そして、ユウキは口から炎を吐き、ビースト化した翼竜の全身を焼き尽くす。そして、ユウキと累は共に地面へ降り立ち、翼竜とテトルー達の間に割り込んで翼竜を見つめる。
「ッ!!?」
台地のかなで族は、突然現れたユウキ達に驚くが、助けに来てくれた事に感謝した。但し、言葉は通じてない。しかし、ユウキと累はテトルー達の言葉が解らなくても、何を言ってるのかは理解していた。
「言葉は解らないけど、感謝は要らないよ!」
「そう。今はコイツを倒すのが先」
そして、炎が冷気によって掻き消されて、中からユウキに焼かれた筈の翼竜が姿を現した。
『気を付けて!其奴はレイギエナ!冷気を操るモンスターだけど、ビースト化して暴走してるわ!幸い、其奴は陸珊瑚の台地のテトルーを襲いに来ただけで、この研究所に来なかったのは幸いね!』
「うん!此処は任せて!」
「レイギエナか。でも、僕とユウキなら狩れる!」
そして、二人はビースト化したレイギエナに向かって走り、レイギエナは咆哮を上げながら全身に冷気を纏い、二人に向かって走り出した。

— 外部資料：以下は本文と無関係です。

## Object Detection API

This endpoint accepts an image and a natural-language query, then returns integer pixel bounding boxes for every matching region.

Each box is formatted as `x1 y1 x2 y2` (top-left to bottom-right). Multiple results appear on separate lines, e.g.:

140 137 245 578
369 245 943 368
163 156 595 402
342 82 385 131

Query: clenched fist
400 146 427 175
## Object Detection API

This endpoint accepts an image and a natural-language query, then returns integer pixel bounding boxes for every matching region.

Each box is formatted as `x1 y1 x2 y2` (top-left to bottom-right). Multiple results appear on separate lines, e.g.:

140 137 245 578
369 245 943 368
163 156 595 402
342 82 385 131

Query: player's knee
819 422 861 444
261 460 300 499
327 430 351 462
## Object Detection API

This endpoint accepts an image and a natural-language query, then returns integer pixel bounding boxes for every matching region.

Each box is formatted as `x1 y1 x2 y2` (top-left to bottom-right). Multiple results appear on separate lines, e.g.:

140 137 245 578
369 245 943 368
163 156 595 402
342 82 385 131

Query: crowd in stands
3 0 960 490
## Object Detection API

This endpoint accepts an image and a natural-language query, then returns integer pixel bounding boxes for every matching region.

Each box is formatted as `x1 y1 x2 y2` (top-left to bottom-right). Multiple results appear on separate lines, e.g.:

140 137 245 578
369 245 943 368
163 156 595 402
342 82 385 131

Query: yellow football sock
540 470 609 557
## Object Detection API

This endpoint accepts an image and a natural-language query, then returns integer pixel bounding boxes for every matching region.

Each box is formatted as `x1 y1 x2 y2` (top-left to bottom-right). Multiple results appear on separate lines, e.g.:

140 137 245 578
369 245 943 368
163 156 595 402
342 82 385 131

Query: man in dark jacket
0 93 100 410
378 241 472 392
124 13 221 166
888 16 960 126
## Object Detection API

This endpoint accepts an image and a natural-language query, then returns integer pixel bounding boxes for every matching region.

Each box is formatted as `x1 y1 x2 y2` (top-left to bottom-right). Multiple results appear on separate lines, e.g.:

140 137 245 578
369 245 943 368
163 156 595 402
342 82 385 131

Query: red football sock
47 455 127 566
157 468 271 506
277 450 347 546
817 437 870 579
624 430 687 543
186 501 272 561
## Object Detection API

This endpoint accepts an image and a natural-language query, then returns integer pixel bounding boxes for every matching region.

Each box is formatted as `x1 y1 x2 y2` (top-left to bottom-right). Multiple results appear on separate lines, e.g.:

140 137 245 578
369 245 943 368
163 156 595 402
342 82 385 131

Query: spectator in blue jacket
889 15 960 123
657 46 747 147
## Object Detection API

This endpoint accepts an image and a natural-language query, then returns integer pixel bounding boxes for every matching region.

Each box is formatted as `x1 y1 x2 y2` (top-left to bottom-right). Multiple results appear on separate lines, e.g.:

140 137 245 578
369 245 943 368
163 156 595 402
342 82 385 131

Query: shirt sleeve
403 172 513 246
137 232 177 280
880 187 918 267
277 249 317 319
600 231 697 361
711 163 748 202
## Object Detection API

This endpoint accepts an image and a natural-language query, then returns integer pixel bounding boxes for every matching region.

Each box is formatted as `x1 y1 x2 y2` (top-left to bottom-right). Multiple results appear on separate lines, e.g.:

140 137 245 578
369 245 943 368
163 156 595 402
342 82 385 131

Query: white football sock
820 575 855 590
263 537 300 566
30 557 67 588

そして他の地域でも、それぞれ変異したモンスターと戦い始めていた。
オリジナル怪獣
『ディアモノス』
別名:三角竜合成獣
体長:85メートル
体高:34メートル
体重:4万6千トン
大蟻塚の荒地に生息するディアブロスにスフィアが憑依する事で誕生した突然変異のディアブロスで、モノブロスの角を鼻先に生やしている。。ディアブロスの攻撃に加えて角にはスフィアを生成して光線状にして放つ器官があり、周囲に放って当たった物体に憑依させる。そして、新たなスフィア合成獣へと変身させる。驚異はスフィア合成獣を生み出す光線を放つ3本の角であり、スフィアを無限に生成している。この角を一つ失う毎に生み出せるスフィア合成獣の数が減り、3本全て破壊すれば再び再生するまで二度と生み出せなくなる。
『レイギリオン』
別名:ワイバーンタイプビースト
体長:35メートル
体高:40メートル
体重:1万2千トン
陸珊瑚の台地に生息するレイギエナがスペースビースト化した突然変異のレイギエナ。元のレイギエナの全身が氷のような水色に染まり、羽や爪が氷を纏っている。しかし、全身からは絶え間無く冷気を放ち続けており、元のレイギエナよりも遥かに体格や戦闘力が増している。氷を生成して武器を生成、何もない箇所から冷凍ビームを放って当てた相手を凍らせたり、触れた対象から熱を奪って凍らせるといった知的な行動も見られるようになった。